President Anthony Carmona gave scholarship winners copies of Bissessarsingh’s books at the President’s Medal ceremony earlier this year.
Khan is a member of a committee of Bissessarsingh supporters dedicated to continuing Bissessarsingh’s legacy in different ways. At least three more books are due to make it to print. Next in the pipeline is Woodland Shadows, a look at the folklore of T&T.
Khan met Bissessarsingh and read his books for the first time when Bissessarsingh came to the Nigel R Khan company headquarters to see if they would be interested in publishing Walking with the Ancestors, his first book.
“There was an instant energy, spiritual connection with him,” Khan recalled. “When you speak to him, the vibration he gives out is so powerful. When you open that book and you realise what’s pouring out at you and hitting you in the face was so profound.”
Khan tells of Bissessarsingh’s insistence that he see the final version of the book.
“The week before he died he called me. He said, ‘I need to see my book.’ We had to rush to get digital copies of that book printed just for him,” said Khan. “He got it the day before he died. His aunt read it to him cover to cover. The next morning is when they gathered around and he passed.”

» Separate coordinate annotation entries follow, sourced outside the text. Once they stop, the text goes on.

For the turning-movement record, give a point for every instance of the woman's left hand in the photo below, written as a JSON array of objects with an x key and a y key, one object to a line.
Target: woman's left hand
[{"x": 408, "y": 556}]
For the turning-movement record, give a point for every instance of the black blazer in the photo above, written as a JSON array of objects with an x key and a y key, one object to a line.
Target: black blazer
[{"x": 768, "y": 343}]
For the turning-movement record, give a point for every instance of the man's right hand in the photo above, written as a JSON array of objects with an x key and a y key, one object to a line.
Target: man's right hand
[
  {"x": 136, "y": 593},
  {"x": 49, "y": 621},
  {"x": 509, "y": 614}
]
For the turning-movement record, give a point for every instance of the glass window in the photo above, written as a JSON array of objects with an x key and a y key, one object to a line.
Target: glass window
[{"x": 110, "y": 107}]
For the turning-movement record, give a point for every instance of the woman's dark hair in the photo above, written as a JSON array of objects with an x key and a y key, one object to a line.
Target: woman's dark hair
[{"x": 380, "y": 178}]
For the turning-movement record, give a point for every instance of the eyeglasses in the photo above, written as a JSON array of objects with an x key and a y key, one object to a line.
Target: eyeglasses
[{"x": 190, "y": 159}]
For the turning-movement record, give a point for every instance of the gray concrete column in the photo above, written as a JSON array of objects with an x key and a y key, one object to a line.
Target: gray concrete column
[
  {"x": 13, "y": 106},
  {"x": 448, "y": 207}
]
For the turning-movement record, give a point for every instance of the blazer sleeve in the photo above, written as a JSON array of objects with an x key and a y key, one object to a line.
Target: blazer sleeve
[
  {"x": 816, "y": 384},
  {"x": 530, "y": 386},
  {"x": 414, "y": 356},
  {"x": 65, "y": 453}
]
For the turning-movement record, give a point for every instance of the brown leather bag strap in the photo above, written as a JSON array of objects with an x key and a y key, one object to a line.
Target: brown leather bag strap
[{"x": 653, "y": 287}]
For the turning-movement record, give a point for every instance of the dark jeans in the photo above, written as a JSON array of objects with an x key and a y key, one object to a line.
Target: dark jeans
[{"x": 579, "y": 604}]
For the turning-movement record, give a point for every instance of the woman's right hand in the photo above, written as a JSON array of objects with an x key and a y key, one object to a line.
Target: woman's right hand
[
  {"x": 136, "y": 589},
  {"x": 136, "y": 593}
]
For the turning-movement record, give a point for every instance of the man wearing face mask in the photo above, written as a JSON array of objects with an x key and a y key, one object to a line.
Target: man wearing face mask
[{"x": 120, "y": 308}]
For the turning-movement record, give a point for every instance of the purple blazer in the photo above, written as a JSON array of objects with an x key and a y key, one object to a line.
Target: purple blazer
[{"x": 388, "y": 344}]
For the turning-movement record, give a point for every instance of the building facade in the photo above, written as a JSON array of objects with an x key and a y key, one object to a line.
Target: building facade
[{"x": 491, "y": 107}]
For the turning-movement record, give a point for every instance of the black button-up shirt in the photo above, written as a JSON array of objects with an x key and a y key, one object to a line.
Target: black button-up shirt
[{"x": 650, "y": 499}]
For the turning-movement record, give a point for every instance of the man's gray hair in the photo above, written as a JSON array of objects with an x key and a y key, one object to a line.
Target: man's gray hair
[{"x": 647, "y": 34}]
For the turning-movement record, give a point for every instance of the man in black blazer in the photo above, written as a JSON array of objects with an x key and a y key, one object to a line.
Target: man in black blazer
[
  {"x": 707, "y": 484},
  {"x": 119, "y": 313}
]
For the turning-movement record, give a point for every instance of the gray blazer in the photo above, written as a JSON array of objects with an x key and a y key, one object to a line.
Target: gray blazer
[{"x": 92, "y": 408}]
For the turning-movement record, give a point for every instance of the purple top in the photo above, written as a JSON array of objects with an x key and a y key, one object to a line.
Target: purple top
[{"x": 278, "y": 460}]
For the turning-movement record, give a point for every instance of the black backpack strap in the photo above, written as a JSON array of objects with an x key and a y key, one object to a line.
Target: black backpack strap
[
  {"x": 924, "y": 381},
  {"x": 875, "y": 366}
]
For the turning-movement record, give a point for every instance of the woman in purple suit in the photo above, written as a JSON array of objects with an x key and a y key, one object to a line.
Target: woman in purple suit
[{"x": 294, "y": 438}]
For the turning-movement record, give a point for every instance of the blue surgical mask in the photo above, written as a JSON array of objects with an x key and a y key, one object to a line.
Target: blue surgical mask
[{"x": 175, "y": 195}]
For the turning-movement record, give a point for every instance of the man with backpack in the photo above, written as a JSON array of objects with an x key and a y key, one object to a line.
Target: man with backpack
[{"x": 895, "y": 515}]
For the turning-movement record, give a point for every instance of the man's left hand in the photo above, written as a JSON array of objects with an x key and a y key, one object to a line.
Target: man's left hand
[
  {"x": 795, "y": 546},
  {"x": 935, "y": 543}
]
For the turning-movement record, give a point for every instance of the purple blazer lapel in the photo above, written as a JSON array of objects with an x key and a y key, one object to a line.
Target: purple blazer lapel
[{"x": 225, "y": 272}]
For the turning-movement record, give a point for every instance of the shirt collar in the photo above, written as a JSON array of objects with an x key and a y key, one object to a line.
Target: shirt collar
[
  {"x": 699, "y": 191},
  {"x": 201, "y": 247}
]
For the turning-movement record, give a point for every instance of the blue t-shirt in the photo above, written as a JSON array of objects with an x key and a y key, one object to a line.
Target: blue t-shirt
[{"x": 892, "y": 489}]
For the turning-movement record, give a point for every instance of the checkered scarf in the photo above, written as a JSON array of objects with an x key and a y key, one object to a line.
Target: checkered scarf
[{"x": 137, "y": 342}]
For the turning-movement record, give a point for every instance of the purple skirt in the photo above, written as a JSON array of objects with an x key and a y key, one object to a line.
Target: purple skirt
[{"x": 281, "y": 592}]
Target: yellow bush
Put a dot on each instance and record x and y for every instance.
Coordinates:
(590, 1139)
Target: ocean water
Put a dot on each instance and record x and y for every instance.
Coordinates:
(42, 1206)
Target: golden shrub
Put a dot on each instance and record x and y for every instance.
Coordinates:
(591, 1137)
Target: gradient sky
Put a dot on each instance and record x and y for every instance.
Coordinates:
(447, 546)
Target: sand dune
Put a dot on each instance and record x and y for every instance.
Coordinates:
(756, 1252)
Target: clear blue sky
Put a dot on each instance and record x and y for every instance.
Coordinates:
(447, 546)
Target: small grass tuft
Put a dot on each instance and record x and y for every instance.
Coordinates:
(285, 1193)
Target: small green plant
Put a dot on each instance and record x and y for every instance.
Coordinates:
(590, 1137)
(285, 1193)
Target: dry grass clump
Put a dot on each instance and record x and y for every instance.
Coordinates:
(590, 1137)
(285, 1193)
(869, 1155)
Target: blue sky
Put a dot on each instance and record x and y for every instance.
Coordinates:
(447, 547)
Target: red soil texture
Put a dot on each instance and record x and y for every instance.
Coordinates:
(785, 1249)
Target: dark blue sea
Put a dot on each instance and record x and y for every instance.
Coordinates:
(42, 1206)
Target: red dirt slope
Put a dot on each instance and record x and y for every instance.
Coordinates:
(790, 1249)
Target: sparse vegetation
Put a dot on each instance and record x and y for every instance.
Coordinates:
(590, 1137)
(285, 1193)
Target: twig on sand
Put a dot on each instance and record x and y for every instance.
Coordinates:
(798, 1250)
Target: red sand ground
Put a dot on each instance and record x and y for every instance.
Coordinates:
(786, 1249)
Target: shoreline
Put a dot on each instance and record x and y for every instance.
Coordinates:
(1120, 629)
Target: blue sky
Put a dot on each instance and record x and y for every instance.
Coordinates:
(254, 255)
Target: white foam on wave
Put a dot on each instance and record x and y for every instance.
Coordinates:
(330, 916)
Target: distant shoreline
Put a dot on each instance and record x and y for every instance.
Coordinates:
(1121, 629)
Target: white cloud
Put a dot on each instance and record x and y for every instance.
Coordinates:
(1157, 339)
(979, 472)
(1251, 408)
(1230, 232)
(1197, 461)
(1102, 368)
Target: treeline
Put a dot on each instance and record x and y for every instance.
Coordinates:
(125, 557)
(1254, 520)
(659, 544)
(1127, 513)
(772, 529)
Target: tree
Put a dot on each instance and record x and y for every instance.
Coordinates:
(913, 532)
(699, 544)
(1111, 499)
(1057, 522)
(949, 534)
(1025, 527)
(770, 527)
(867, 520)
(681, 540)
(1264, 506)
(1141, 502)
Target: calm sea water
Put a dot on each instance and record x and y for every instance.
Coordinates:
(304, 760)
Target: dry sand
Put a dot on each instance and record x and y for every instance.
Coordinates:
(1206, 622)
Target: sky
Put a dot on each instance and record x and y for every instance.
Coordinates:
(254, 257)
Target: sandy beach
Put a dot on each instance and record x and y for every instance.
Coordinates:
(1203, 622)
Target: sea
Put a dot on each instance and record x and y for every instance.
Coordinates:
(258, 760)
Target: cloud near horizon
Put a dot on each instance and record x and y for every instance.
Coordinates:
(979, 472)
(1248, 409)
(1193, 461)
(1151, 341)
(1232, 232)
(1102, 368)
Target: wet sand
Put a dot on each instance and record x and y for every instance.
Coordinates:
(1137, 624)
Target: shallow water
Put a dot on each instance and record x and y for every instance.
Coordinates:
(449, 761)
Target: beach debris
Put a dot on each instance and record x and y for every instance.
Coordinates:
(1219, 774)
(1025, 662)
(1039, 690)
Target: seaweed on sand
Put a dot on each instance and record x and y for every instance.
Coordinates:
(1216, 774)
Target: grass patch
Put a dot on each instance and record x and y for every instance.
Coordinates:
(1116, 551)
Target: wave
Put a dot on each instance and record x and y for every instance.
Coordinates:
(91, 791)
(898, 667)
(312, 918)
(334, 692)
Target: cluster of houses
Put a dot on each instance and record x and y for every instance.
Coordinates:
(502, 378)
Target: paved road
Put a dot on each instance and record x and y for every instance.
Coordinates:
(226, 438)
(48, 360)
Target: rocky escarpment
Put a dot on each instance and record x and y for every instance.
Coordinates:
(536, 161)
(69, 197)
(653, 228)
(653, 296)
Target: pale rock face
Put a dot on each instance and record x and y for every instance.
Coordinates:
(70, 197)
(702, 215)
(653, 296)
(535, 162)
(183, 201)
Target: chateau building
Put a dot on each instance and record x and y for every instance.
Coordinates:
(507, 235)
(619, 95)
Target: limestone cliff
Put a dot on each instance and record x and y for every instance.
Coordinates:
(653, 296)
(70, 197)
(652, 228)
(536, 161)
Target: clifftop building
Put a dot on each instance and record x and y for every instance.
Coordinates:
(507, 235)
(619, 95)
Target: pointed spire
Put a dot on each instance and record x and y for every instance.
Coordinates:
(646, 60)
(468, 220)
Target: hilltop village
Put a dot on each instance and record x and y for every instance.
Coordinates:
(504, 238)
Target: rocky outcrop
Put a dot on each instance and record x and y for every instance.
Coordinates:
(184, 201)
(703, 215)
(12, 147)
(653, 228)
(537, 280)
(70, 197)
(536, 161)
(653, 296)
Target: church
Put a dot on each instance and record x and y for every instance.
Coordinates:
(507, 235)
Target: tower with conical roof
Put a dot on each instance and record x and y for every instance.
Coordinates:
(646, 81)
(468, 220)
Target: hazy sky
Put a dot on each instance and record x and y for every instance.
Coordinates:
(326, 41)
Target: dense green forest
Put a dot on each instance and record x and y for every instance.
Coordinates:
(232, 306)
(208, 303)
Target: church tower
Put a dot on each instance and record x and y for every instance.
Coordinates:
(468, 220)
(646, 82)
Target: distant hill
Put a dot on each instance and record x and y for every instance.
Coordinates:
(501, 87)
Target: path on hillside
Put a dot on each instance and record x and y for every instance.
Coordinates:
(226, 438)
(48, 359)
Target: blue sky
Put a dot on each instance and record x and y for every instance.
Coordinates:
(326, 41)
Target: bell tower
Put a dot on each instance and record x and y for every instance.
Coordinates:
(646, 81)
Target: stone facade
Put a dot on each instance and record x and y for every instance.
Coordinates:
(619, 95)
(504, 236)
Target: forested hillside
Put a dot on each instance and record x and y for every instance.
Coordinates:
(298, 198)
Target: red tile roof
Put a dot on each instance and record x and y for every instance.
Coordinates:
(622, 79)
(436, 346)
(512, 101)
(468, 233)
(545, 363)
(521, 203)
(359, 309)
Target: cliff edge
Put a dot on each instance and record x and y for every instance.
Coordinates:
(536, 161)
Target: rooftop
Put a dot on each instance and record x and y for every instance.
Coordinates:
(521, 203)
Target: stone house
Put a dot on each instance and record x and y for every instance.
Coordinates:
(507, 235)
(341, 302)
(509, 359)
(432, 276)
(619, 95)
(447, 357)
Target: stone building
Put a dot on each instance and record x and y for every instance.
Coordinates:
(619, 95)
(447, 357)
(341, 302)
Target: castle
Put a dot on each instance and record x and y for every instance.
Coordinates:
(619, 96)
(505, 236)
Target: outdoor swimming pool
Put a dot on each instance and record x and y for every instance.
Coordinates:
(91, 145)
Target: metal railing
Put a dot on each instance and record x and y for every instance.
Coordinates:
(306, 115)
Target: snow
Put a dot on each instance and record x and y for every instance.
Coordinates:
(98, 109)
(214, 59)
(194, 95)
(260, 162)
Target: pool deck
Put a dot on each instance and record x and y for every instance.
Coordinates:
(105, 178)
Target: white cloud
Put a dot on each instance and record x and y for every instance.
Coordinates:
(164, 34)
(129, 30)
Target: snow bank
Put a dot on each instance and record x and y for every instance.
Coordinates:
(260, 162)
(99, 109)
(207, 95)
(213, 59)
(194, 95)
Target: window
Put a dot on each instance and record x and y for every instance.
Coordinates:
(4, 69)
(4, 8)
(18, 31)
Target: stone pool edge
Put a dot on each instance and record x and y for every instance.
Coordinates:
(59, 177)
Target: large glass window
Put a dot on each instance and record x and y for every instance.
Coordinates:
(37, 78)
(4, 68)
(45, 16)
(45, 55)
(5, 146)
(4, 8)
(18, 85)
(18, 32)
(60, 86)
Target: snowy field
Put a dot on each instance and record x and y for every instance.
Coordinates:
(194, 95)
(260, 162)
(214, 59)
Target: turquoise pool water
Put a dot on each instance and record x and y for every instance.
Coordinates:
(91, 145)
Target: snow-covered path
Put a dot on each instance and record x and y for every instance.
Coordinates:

Bissessarsingh’s single-minded determination to do what he could for local history until his last breath was reflected in multiple stories about the young man.
“He was doing chemo and typing. And you know how much pain that chemo is,” said Khan. “When he was on the bed he was still typing, and then he couldn’t type any more. Then he said, ‘Call somebody. I will say what I want, and they will type.’
“He said, ‘This is my gift to Trinidad,’” Khan added. “Angelo means angel. I do believe he was sent here with a gift.”
Khan said he and Bissessarsingh supporters would try to get Bissessarsingh’s books on the schools’ curricula.
They’d also like to see Bissessarsingh honoured by fulfilling his wishes that the Carnegie Free Library be made into a heritage library and a fund be established to preserve the country’s historic buildings. Bissessarsingh’s father, Rudolph, has talked about turning Bissessarsingh’s Siparia home into a museum filled with his historical collections.
The Virtual Museum, which features photos of documents, sites and artefacts related to the history of T&T, has continued with posts from Bissessarsingh’s aunt, Patricia Bissessarsingh; history writer Geoffrey MacLean; Glen Beadon, another documenter of local history; and other contributors. Patricia said she and Bissessarsingh’s brother, Mario, would continue to administer the page.
“Focus is to now engage the younger generation in reconnecting with their rich historical past,” Patricia wrote in an email. “We are again pleading with Ministry of Education to ensure that Angelo’s books be introduced both at primary and secondary school... and that teachers make the effort to expose students to the rich stories of our past that Angelo took time to research and document.”